We’ve known since then that biofuels from foodstuffs can’t be ethical and don’t deserve our support. But we do know that there are other things that could provide a feedstock – grass, wood, or agricultural waste products such as straw. These are known as second generation biofuels, and we’ve been waiting patiently for them. (There are third generation fuels such as algae and seaweed, as I wrote about earlier this year, and theoretical fourth gen biofuels too.) Finally, they are beginning to reach the market.
A couple of years ago a plant opened in Brazil that uses bagasse, the leftovers from sugar cane, to make fuels. Last week a company called Clariant announced that they were going to build a plant to start commercial production of their Sunliquid biofuel. The facility will be in Romania, and it will source straw and other post-harvest waste from local farmers, and turn it into an almost zero-carbon biofuel.

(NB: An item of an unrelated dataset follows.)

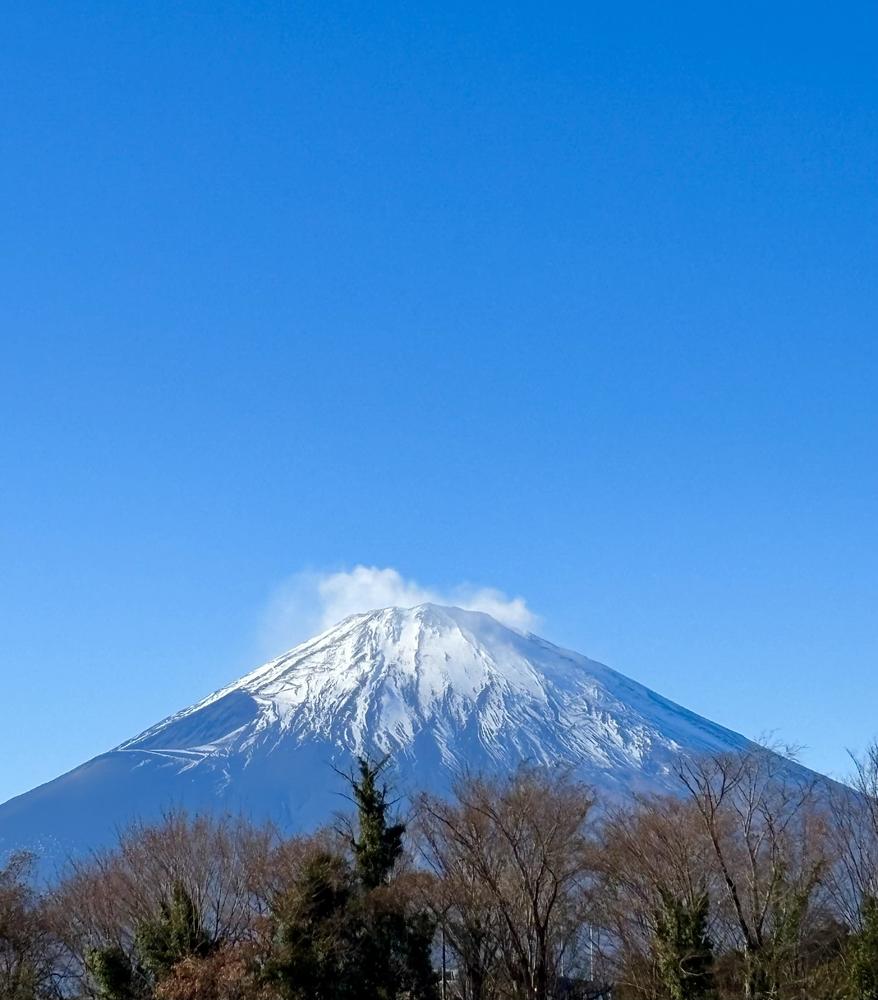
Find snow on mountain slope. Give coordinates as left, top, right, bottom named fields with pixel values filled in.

Nothing comes for free, and if it were to catch on, biofuels like Sunliquid could hoover up a lot of post-harvest waste. It would then no longer be available for other purposes, such as compost. We need to keep adding organic matter to the soil as part of sustainable soil stewardship, so we don’t want to go too far down this road. But for now, this is a useful circular economy business that uses a waste product to erode the dominance of fossil fuels. Until we can produce biofuels from algae, seaweed, or even directly from sunlight, it’ll do nicely.